You need to do better research. There is no "Core 2 Quad @ 2.8 GHz" for sale by Apple. If you're looking at Mac Pros they use Xeon processors. The 2.8GHZ Quad-Core Xeon Mac Pro with your specs comes to $2999 not $3499. With Vista Ultimate 64-bit added (which is equivalent to OS X) your configuration comes out to $1859.99.... AND OTHER INTELLIGENT THINGS.


Thank you Wondercow for raking up the sh*t. And even when you actually compare Apples to Apples regarding the hardware, tromboner messed up by doing the usual bonehead move of only looking at the shelf price. If you don't consider the Cost Of Ownership (COO) and Return On Investment (ROI) you could be shooting yourself in the head. In the case of computers, there are thousands of IT dweebs with holes in their craniums for buying 'cheap' Windows PCs then finding there is an order of magnitude (10x) more cost in time and money to support them than an equivalent number of Macs.

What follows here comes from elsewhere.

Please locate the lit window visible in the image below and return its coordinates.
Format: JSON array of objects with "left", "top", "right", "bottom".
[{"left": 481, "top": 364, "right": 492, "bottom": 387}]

That cost dropped slightly with Windows XP but is IMHO back up again with Vista, which is a bigger PITA to administer and is a bigger annoyance to client machine users, despite the improved security features, and even BECAUSE of the improved security features.

So kids, if someone pulls one of these 'look, my PC costs less than your Mac' stunts, be sure to verify the machine feature list is identical AND be sure they considered the FULL COST and FULL VALUE of each machine AFTER you buy it. That's where you get the REAL price of any computer. Shelf price is always inadequate. Relying on shelf price alone is plain ignorance.